Par avenant du 2 avril 2012, à effet à compter du 1er mai 2012, M.[K] [X] [G] a été promu à la fonction de chef de poste de sécurité, niveau 3, échelon 3, coefficient 150, avec un salaire mensuel brut de 1531,75 euros pour un horaire de travail de 80 heures mensuelles, les autres clauses du contrat restant inchangées.

Suite à des erreurs de salaires, la S.A.Sécurité Protection ayant procédé à des retenues de salaire au motif qu'elle avait commis une erreur sur le montant du salaire mentionné dans l'avenant, M.[G] [K] [X] a saisi le conseil des prud'hommes de Paris qui, par jugement du 20 janvier 2014, a prononcé la nullité des retenues de salaire et condamné la S.A.Sécurité Protection à lui rembourser les retenues sur salaire, jugement confirmé par arrêt de la cour d'appel de Paris du 28 juin 2017 et réformé pour le surplus, la Cour ayant fait droit aux demandes de rappel de salaire pour les années 2013 à 2017 outre de dommages-intérêts pour le préjudice subi du fait du non respect des dispositions contractuelles par l'employeur.

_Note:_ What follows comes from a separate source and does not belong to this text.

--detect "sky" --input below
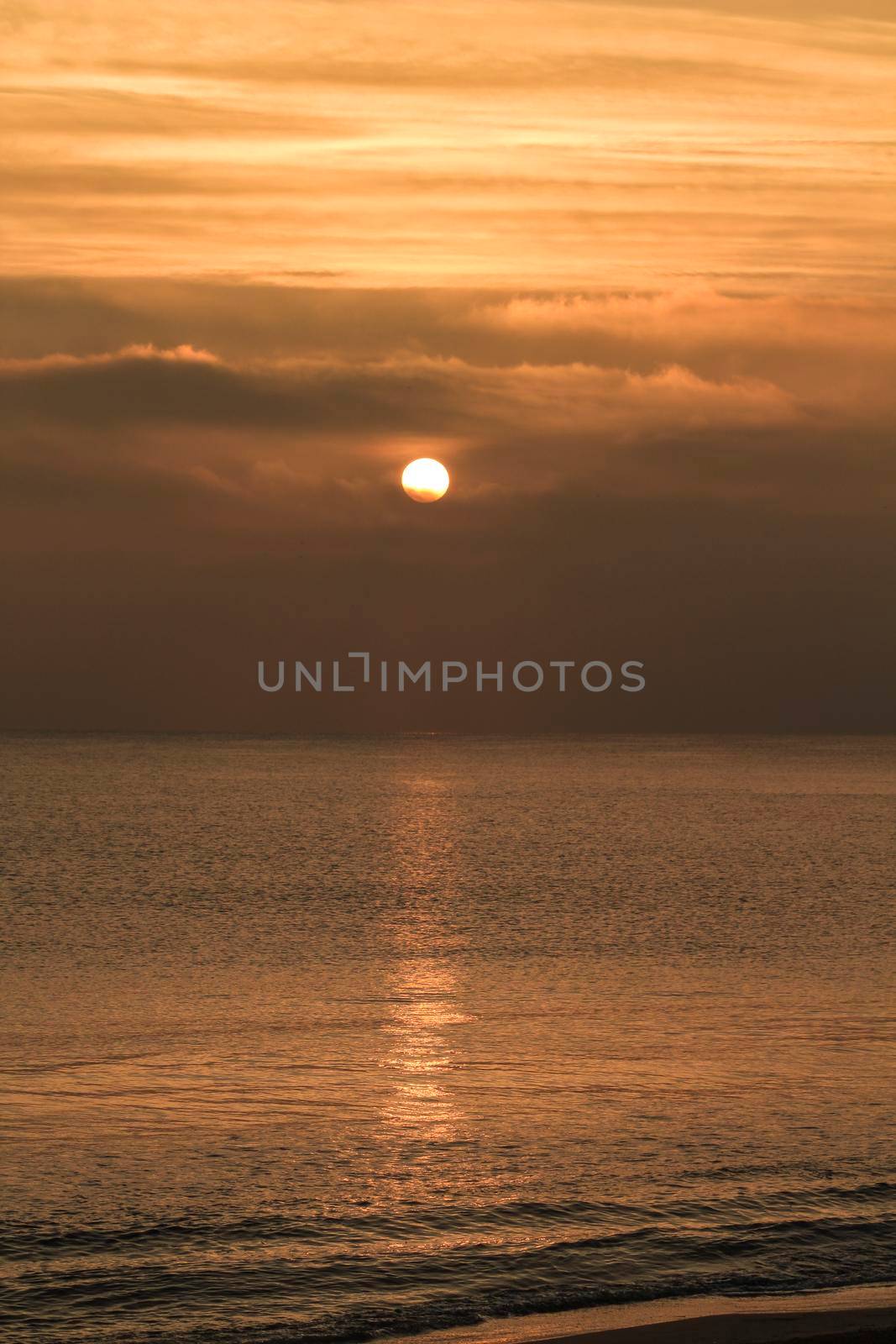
[0,0,896,731]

Le 14 février 2018, M.[G] [K] [X] a saisi en référé le conseil des prud'hommes de Nanterre en paiement des salaires de mai à décembre 2017, demande acceptée par jugement du 13 avril 2018 condamnant l'employeur à payer une provision à ce titre.

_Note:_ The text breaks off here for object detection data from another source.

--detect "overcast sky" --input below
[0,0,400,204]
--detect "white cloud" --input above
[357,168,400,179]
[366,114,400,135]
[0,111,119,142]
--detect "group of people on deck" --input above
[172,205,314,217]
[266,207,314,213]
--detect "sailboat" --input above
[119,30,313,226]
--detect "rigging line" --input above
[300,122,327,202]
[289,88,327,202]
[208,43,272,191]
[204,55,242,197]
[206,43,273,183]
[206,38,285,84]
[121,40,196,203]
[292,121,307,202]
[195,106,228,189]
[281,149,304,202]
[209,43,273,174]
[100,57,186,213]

Le 8 mars 2019, M.[G] [K] [X] a saisi en référé le conseil des prud'hommes de Nanterre en paiement des salaires de janvier à décembre 2018, demande acceptée par jugement du 4 juin 2019 condamnant l'employeur à payer une provision à ce titre.

Par lettre en date du 25 avril 2019, la S.A.Sécurité Protection a notifié à M.[G] [K] [X] son affectation sur le site de Neolog à [Localité 14] à compter du 6 mai 2019.

Convoqué le 24 mai 2019 à un entretien préalable à un éventuel licenciement, fixé au 6 juin suivant, M.[K] [X] [G] a été licencié par lettre datée du 13 juin 2019 énonçant une faute grave.

La lettre de licenciement, qui fixe les limites du litige, est ainsi libellée :

« Monsieur,

Par courrier recommandé en date du 24 mai 2019, nous vous avons convoqué à un entretien préalable, organisé le 6 juin 2019.

Vous vous êtes présenté à cet entretien.